A new meaning to ‘roll up the rim’. /SEAN CONWAY
I watched a supper hour television news broadcast where the topic of discussion was Manitoba’s crumbling infrastructure. The news feature focused on potholes.
There was a plug from CAA Manitoba to enter Manitoba’s Worst Roads survey. Their website commentary says, “It’s more important than ever to vote in Worst Roads and help make infrastructure an issue in the upcoming provincial election.”
I didn’t need a rash of asphalt blisters as evidence of crumbling infrastructure. The municipal garbage can in the picture has greeted me for the past five weeks at the bus stop of my morning commute. The residence that face this eye sore surely have heard the slogan roll over the rim or was it roll up the rim?
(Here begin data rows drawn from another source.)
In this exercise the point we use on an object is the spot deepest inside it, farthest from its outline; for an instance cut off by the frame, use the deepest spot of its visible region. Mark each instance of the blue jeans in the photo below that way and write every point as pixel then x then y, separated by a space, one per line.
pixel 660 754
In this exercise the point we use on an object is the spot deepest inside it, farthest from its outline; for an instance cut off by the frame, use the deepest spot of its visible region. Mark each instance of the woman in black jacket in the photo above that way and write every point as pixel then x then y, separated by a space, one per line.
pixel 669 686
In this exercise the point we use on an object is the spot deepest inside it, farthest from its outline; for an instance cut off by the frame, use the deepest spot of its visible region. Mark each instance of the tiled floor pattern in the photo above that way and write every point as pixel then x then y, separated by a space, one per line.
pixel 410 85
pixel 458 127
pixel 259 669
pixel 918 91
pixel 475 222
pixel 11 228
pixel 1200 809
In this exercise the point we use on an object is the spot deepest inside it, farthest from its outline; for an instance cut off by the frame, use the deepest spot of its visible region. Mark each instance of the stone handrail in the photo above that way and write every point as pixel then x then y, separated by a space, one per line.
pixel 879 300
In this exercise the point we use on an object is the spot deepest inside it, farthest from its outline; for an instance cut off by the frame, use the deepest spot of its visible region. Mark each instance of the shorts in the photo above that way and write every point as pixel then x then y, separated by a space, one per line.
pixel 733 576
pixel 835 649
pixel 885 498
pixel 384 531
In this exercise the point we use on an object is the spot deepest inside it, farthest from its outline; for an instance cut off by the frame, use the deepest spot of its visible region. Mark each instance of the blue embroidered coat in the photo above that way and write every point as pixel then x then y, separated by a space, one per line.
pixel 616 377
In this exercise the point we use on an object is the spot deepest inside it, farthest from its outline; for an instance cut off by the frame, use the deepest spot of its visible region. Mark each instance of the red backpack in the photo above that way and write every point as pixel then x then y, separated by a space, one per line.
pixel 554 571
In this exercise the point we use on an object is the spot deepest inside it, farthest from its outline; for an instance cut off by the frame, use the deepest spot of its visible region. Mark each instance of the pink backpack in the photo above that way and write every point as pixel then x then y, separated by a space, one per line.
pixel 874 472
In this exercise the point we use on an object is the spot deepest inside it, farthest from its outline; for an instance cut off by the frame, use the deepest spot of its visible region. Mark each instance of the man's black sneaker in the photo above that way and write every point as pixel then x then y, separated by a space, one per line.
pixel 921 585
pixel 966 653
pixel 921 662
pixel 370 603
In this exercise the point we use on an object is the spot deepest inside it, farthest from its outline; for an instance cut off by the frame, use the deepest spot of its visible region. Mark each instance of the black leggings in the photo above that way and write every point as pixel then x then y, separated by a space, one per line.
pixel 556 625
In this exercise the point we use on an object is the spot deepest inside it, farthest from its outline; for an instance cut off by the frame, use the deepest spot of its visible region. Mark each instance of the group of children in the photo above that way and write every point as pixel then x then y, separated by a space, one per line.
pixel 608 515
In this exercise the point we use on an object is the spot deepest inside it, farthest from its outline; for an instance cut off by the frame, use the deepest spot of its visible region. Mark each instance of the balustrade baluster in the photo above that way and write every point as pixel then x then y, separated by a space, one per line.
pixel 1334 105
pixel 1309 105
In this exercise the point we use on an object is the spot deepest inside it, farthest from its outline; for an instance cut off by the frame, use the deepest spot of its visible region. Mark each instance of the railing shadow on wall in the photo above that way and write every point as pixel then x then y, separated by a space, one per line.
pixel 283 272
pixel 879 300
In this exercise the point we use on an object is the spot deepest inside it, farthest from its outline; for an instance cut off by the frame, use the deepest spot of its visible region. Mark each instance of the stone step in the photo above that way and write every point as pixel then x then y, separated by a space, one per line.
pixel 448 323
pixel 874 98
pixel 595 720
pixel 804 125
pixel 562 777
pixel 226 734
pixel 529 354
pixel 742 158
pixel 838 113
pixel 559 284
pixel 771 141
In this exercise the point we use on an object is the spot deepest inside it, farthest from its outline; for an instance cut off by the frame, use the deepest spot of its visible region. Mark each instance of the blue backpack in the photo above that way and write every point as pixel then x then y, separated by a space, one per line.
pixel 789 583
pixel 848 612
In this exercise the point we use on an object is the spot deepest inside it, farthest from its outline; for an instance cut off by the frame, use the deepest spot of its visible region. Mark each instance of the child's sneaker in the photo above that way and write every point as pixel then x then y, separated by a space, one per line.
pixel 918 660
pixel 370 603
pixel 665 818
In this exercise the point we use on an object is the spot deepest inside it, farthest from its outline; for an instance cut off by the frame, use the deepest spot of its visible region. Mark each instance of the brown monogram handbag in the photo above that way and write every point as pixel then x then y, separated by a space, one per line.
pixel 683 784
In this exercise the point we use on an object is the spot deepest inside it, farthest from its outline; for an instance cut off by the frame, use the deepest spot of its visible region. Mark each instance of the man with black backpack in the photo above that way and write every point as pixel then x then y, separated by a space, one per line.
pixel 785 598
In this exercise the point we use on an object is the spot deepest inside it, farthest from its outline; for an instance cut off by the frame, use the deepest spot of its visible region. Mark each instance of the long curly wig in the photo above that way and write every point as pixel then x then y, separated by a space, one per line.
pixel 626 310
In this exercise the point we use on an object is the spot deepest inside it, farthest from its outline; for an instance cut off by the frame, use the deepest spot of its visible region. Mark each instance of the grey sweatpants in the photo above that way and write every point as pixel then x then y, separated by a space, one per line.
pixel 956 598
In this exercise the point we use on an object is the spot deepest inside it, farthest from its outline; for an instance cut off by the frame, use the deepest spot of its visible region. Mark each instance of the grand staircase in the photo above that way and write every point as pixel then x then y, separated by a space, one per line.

I pondered knocking the refuse container over and spilling the contents into the street. My thought at the time was, if I empty the can into the street, the city would come and clean it up. After careful consideration two reasons came as a deterrent to my contemplated action.
First, the civil disobedience of knocking over garbage cans is something I left behind in my youth. I had learned a hard lesson growing up. You got away with very little in a small town. Someone saw Mrs. Conway’s boy up to know good and when she learned about it, believe me, I paid for my transgression.
The second discouragement is the construction of the curb side garbage receptacles. The design of the concrete constructed municipal refuse containers keeps them well anchored to the ground from their sheer weight. A hernia or severe back strain was in order if I attempted to spill the can.
Instead of physical action I mulled over some cerebral solutions while waiting.
Reading a commuter paper there was mention of Take Pride Winnipeg Litter Index. The article suggested the city is messier this year than last year.
The Take Pride Winnipeg website content is stale with only 2015 content. Seems not only the garbage cans have been left unattended. Like tulips I guess the site maintainers haven’t yet poked their heads above the ground for 2016 season.
Here’s a thought: use municipal garbage cans that can be emptied by the same resource that collects residential garbage. I figured I was being impatient. Maybe next week there was a crew scheduled to empty the can.
It was a good thing my bus came. My next thought was to create a pothole filling, garbage collection vehicle funded by Dragon’s Den. Who knows what I would have thought of after that idea?